这段代码的功能是读取指定的文本文件，统计每个单词出现的次数，并输出总单词数和每个单词的出现次数。代码主要分为以下几个部分：

1.结构体定义与基本设置

#define MAX_WORDS 1000
#define MAX_WORD_LEN 100

typedef struct {
    char word[MAX_WORD_LEN];
    int count;
} WordCount;

MAX_WORDS：定义了最多可以处理 1000 个不同的单词。
MAX_WORD_LEN：单词的最大长度为 100 个字符。
WordCount 结构体用来保存每个单词及其出现的次数。

2.辅助函数

3.核心处理逻辑

3.1 count_words()

这个函数是代码的核心，负责文件读取和单词统计。

void count_words(char *filename) {
WordCount words[MAX_WORDS];
int word_count = 0;
int total_word_count = 0;

FILE *fp = fopen(filename, "r");
if (fp == NULL) {
perror("Failed to open file");
return;
}

char word[MAX_WORD_LEN];
char c;
int pos = 0;

while ((c = fgetc(fp)) != EOF) {
if (is_word_char(c)) {
if (is_valid_hyphen_or_apostrophe(word, pos, c)) {
word[pos++] = tolower(c);
}
} else if (pos > 0) {
word[pos] = '\0'; // 单词结束
pos = 0;

// 查找单词是否已经存在
int index = -1;
for (int i = 0; i < word_count; i++) {
if (strcmp(words[i].word, word) == 0) {
index = i;
break;
}
}

if (index != -1) {
words[index].count++; // 如果单词已存在，增加计数
} else {
strcpy(words[word_count].word, word); // 新单词
words[word_count].count = 1;
word_count++;
}

total_word_count++;

if (word_count >= MAX_WORDS) {
printf("Too many words!\n");
break;
}
}
}

fclose(fp);

// 输出每个单词及其出现次数
for (int i = 0; i < word_count; i++) {
printf("%s: %d\n", words[i].word, words[i].count);
}

// 输出总单词数
printf("Total word count: %d\n", total_word_count);
}

3.2 `main()` 函数

int main(int argc, char *argv[]) {
if (argc < 2) {
printf("Usage: %s <filename>\n", argv[0]);
return -1;
}

count_words(argv[1]);
return 0;
}

该函数检查命令行参数是否包含文件名，如果没有文件名作为参数，输出用法说明并返回错误。
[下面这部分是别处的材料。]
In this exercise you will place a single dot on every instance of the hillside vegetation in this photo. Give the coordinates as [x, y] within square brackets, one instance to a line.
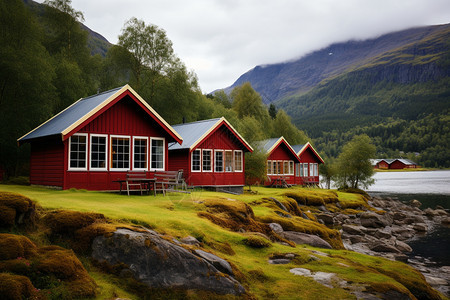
[234, 228]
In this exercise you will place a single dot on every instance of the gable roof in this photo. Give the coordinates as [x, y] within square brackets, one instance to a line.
[82, 110]
[270, 145]
[194, 133]
[299, 149]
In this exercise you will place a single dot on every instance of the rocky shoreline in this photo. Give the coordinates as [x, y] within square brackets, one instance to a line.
[387, 234]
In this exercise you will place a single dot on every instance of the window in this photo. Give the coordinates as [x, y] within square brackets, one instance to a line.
[120, 153]
[228, 161]
[196, 160]
[305, 169]
[157, 154]
[218, 163]
[98, 152]
[78, 151]
[207, 160]
[291, 167]
[140, 153]
[269, 167]
[238, 161]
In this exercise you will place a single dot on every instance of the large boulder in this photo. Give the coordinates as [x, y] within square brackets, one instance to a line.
[374, 220]
[159, 263]
[308, 239]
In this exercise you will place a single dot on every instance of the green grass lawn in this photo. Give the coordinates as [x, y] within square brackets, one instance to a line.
[176, 215]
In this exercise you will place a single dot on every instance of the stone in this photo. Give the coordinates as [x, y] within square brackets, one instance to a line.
[190, 240]
[370, 219]
[220, 263]
[309, 239]
[420, 227]
[276, 228]
[383, 247]
[353, 229]
[403, 247]
[415, 203]
[326, 218]
[158, 263]
[300, 272]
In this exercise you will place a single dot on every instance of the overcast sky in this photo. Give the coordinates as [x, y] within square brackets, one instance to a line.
[222, 39]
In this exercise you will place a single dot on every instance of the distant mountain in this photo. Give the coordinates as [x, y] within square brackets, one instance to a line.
[97, 43]
[278, 81]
如果有文件名，则调用 count_words 函数对文件进行处理。

三、实际运行结果展示

1.输入文件c.txt的内容

hello world it's mother-in-law John's cat. For exa-
mple, to report an error in datagram processing.
example it is in law.

2.运行结果

3.运行结果分析&可以改进的地方

代码在大部分情况下可以正确识别文件中的单词并完成统计，但存在以下问题。

连字符处理需要增强：目前连字符的处理仅允许它出现在单词内部，如果连字符出现在行尾，并且应该连接下一行的单词，则会出现错误，如上图展示的exa-,mple。
's被视为前一个单词的一部分：这导致统计并不完全准确，'s和is没有被当做同一个单词处理

总结

这段代码跳出了状态机的解法，借用链表来记录和存储各个单词出现的次数，以及统计所有单词的数量，并且输出。避开了状态机方法中对if()内条件的穷举——这是一个重大的缺陷，除非预设输入的文本除了字母以外其他字符的种类很少，不然很容易出现遗漏。
这段代码不能分辨's和换行用连字符连接起来的单词，但除此之外功能是比较完整的。